Sportsbooks solved this issue by creating a short delay in placing bets to allow their oracles to process data and subsequently adjust market odds. This protected sportsbooks from individuals at an actual sports game betting as soon as they saw something happen. This is not plausible for prediction markets because some traders can access asymmetric information weeks/months before market resolution.
While some argue this makes an efficient market, this problem creates a significant issue for market-makers because of adverse selection.
If market-makers are trading against people who consistently are better-informed than them, they will face consistent losses and eventually stop market-making, leading to less overall liquidity.
Random Fallacies of Prediction Markets
When markets are viewed from a speculative perspective instead of a “creating efficient probability” perspective, markets divulge from their actual probability.
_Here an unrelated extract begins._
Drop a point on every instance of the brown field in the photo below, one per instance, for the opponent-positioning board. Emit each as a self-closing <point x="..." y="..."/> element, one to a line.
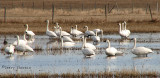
<point x="118" y="74"/>
<point x="92" y="15"/>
If a trader believes in X, they are likely to bid on outcome X even at odds higher than their accurate probability. In an efficient market, this can be arbitrated, but in some markets, this arbitrage is not possible because of a lack of liquidity or far-away resolution times.
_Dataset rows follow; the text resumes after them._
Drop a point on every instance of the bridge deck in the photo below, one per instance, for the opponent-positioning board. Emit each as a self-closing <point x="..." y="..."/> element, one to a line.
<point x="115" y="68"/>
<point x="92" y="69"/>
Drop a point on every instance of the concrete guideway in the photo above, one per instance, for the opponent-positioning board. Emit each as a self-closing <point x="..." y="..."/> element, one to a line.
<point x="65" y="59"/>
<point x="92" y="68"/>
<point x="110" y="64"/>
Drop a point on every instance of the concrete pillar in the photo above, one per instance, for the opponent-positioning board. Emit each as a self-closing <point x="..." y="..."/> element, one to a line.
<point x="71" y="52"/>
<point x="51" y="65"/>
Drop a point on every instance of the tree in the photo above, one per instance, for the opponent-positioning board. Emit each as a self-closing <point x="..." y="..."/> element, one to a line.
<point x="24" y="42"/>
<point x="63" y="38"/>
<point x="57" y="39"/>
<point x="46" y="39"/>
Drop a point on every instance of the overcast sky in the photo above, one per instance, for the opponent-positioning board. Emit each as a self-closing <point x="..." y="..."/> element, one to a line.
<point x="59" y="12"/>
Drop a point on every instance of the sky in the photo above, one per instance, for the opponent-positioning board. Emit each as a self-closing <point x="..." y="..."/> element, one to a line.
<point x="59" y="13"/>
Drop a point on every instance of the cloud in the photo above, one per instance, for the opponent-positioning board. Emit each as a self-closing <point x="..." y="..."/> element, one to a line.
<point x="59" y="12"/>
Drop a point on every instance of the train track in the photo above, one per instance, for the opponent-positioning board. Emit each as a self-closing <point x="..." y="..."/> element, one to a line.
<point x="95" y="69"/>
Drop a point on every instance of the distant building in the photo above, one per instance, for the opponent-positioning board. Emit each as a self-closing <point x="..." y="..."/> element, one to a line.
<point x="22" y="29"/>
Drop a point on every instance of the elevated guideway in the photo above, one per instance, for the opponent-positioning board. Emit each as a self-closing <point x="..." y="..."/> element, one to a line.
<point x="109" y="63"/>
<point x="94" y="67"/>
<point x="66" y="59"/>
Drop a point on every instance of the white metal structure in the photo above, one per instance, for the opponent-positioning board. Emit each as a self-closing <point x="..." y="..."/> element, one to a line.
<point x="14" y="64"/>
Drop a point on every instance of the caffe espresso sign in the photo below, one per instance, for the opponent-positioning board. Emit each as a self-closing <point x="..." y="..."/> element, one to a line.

Hedging distorts actual probability by pushing odds above expected probability for external reasons. Hedging is a strategy for reducing risk in financial assets. The CPI expected M/M rate is 3.2% in a theoretical example. The prediction markets showcase a 33% chance of < 3.2%, 33% chance of = 3.2%, and 33% chance of > 3.2%. However, statistically, a CPI below the expected rate will increase the stock market, and above 3.2% will make the stock market go down. Someone with a significant set of SPY calls can buy shares of the < 3.2% market to hedge their risk. On the prediction market, this will increase the % chance that it is under 3.2% because prediction market odds move based on buy and sell demand. Therefore, the below 3.2% odds will increase on the market, even though nothing changed besides a trader wishing to hedge his SPY calls. In short, the odds of the < 3.2% outcome have risen, but the actual likelihood of the event occurring has not changed. If this is done in the last block possible, there is no chance of arbitrage, and the market has effectively 'predicted’ odds that do not reflect accurate probability.
Markets with far-out resolution dates are far less efficient because of the time value of money. Suppose a market with a resolution date in 1 year is pushed 4% below what a trader believes to be the accurate probability of a market. In that case, the market will only be arbitraged if the trader cannot find a position that yields more than 4% of the annualized edge. On the other hand, if that market’s resolution date is in one week, the probability of it being arbitraged is higher because a trader is more likely to find 4% of an annualized edge than 208% (52 * 4).